Matheesha Fernando (pictured above), a PhD candidate in Computer Science and Cybersecurity, is investigating phishing attacks.
“Phishing is a type of scam where a message or email is disguised as coming from a trusted sender, tricking the recipient into clicking a URL of a counterfeit website collecting sensitive information or enabling the deployment of malicious software,” she explains.
Fernando’s and her supervisors Associate Professor Abdun Mahmood and Dr Jabed Chowdhury apply Machine Learning, a form of Artificial Intelligence, to enhance phishing detection and categorisation for better awareness.
“I hope that my work helps to bridge the knowledge gap in contemporary phishing attacks and human awareness, so that internetusers can be better protected from them.”
“Cybersecurity is essential to modern living, and I am fulfilling a dream to contribute to research in this area.”
PhD candidate, Josh Millward, is investigating how machine learning can benefit cancer treatment.

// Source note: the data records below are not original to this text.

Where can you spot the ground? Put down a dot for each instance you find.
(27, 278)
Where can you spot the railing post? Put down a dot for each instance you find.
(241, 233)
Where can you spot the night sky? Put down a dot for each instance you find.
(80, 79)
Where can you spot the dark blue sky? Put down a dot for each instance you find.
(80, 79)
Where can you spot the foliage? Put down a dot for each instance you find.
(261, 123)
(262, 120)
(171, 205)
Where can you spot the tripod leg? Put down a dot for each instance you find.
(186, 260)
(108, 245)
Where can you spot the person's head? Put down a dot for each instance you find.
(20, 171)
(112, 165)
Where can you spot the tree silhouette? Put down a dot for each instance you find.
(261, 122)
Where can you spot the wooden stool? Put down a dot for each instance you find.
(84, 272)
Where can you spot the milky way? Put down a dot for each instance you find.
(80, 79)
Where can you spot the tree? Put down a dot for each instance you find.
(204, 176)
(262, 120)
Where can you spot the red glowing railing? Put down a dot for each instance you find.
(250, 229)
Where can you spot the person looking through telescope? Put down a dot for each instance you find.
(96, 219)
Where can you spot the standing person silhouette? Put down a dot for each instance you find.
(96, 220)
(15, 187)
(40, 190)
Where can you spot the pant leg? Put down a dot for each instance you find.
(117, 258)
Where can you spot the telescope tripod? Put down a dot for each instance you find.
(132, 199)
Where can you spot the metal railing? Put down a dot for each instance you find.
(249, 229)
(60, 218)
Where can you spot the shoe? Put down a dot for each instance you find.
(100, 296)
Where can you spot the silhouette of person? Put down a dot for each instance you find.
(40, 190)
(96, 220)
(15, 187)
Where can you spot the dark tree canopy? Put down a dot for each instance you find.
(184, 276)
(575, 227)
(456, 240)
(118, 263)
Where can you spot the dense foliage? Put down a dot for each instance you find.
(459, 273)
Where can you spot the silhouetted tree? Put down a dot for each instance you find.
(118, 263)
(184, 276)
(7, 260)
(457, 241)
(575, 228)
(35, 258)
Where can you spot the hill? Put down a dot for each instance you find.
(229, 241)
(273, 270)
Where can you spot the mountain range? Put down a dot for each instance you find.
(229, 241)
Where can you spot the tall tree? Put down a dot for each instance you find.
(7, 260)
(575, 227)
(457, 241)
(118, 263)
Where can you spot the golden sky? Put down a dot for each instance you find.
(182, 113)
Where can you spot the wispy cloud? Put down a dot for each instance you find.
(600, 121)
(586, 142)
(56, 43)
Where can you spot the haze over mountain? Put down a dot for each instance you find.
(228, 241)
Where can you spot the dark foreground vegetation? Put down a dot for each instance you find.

“After graduating from La Trobe in 2018, I began work as a machine learning research engineer,” says Millward. “But I always knew I wanted to go back to do a PhD.”
Choosing to study at La Trobe, says Millward, was a natural choice.
“I really enjoyed my undergraduate experience at La Trobe and was excited to return. I am also working with two excellent supervisors who I know will help guide me through my PhD to completion.”
Millward’s research explores how machine learning can be used to improve digital pathology in cancer treatment.
“Digital pathology involves creating images from tissue, which allow pathologists to perform detailed analysis on a computer. In oncology, for example, this might involve counting the number of cells in a sample that are associated with cancer relapse. But, it is very time consuming to count them manually,” explains Millward.
“My research is investigating if deep learning algorithms can be used to automate this analysis. It is hoped that our findings will give pathologists and oncologists the tools to expedite patient diagnosis.”
PhD candidate, Matt Felicetti, is investigating how to enhance data modelling in industrial settings through machine learning.
“I chose to undertake a PhD because being able to teach, research, be involved in interesting projects and work with like-minded people appealed to me greatly.”
Felicetti’s research seeks to address some of the challenges faced by industry when it comes to data modelling.
“Data modelling using machine learning is difficult in industrial settings because it must be as fast as possible to match the demands of industry, and there are limited hardware resources to run it,” explains Felicetti.
“I have been investigating algorithms and implementations that produce data models that are simpler, faster and have a lower computation cost – I hope to show that this can be translated to industry.”